The information from this study presented implications for future research and for practical use in the medical field. Considering the limited knowledge some women have with regard to symptom identification and the impact of this lack of knowledge in relation to the delay of medical treatment, it is important for healthcare providers to acknowledge this and provide specific cardiovascular patient education when they are in contact with their patients. The use of vignettes in this study adds to the literature by giving voice to how rural women think about heart attacks and their reasons and concerns around seeking treatment. The study provides an important addition when considering the unique experiences of rural women, and these findings should be useful when designing effective interventions to work with rural older population.

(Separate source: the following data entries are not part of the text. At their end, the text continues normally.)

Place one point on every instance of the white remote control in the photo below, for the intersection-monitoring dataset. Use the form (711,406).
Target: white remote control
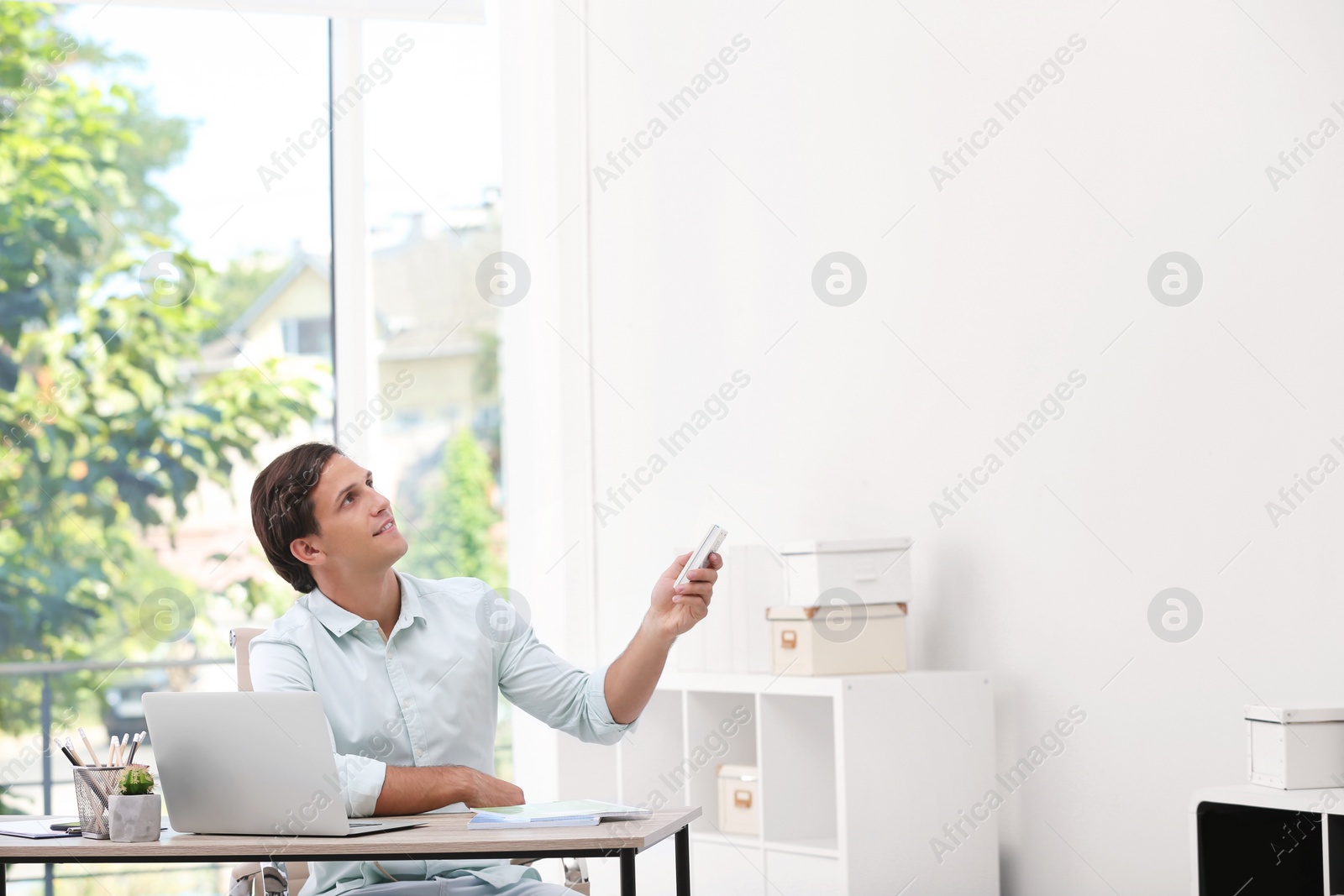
(702,553)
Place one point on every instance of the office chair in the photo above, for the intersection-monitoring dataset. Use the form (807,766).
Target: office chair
(284,879)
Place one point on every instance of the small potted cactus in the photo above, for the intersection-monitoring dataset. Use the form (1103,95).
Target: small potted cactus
(134,813)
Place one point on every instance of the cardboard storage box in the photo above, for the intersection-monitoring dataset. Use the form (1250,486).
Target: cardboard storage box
(739,799)
(837,640)
(1296,747)
(875,570)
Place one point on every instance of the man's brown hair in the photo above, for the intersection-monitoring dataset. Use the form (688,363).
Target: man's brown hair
(282,508)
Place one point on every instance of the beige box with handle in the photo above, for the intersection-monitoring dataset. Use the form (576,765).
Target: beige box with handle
(837,640)
(739,799)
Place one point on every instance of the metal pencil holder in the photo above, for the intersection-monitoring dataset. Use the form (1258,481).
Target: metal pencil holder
(93,786)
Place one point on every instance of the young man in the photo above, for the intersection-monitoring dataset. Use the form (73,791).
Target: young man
(410,669)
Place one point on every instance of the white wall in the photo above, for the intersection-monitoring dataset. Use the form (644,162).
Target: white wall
(1026,266)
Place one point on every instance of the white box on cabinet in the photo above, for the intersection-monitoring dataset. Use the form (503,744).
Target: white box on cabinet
(1294,747)
(877,570)
(839,640)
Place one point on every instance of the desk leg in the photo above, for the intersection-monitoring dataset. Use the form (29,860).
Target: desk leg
(683,862)
(627,872)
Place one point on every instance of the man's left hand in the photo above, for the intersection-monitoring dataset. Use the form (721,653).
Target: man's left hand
(674,611)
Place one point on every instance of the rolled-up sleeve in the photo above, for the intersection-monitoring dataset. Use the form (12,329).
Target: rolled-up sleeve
(277,665)
(533,678)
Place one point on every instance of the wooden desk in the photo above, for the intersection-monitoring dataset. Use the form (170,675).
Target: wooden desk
(443,836)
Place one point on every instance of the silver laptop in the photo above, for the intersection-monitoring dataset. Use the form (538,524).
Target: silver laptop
(250,762)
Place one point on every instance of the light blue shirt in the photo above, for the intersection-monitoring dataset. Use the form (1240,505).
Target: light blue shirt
(425,696)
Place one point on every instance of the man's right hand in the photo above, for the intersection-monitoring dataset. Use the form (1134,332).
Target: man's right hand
(488,790)
(412,790)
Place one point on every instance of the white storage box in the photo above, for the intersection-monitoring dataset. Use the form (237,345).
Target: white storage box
(739,799)
(877,570)
(1296,747)
(837,640)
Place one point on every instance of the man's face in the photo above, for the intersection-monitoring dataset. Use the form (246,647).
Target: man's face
(356,526)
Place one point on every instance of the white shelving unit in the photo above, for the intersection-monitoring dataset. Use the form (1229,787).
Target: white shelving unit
(859,774)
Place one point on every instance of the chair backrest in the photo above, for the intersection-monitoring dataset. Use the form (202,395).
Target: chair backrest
(239,638)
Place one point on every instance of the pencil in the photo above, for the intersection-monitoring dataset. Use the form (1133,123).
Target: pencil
(92,752)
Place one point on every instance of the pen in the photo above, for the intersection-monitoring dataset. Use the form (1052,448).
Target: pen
(74,761)
(92,752)
(134,746)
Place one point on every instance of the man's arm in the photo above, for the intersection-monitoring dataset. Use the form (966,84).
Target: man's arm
(369,785)
(409,792)
(632,678)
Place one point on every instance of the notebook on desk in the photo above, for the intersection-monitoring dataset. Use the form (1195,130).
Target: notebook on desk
(566,813)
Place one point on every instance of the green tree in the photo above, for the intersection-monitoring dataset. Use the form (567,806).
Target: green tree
(104,432)
(454,535)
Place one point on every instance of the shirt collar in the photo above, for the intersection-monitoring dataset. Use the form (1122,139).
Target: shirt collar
(339,620)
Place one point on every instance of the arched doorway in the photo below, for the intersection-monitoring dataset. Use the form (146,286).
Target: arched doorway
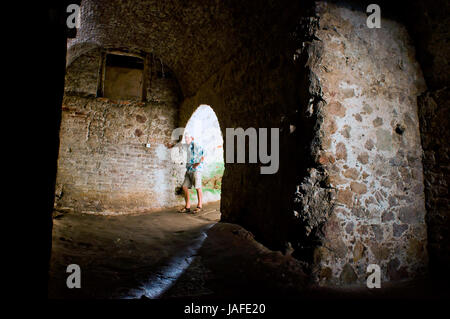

The authors not yet have a definitive picture outlining how rural residents identify, respond to, or maintain a heart-healthy lifestyle. The authors’ review of recent studies illuminates that this is a widespread issue, with concerns across a number of countries worldwide. The fact that the number of deaths due to coronary heart disease has decreased in recent years is encouraging. However, the greater likelihood that rural residents, including older rural women, continue to be at a disadvantage is of concern. It appears that access to health care is one piece of this puzzle. Lifestyle factors, such as smoking, obesity, lack of physical activity, and alcohol consumption, are also important contributors to an increased likelihood of heart disease. The authors believe that conversations with older rural women about their knowledge of symptoms and decisions in the face of heart attack symptoms serve as an initial exploration of another piece of the overall picture of heart disease among this population. The interviews provide evidence that older rural women do not make singular personal decisions about their own health; they make these decisions in the context of concern for others such a family members. This ‘ethic of care’37 can have both positive and negative effects on seeking treatment in a timely manner and, if confirmed in additional research, should become an integral part of education for this population in the future.
The authors would like to thank the women who gave their time and shared their stories.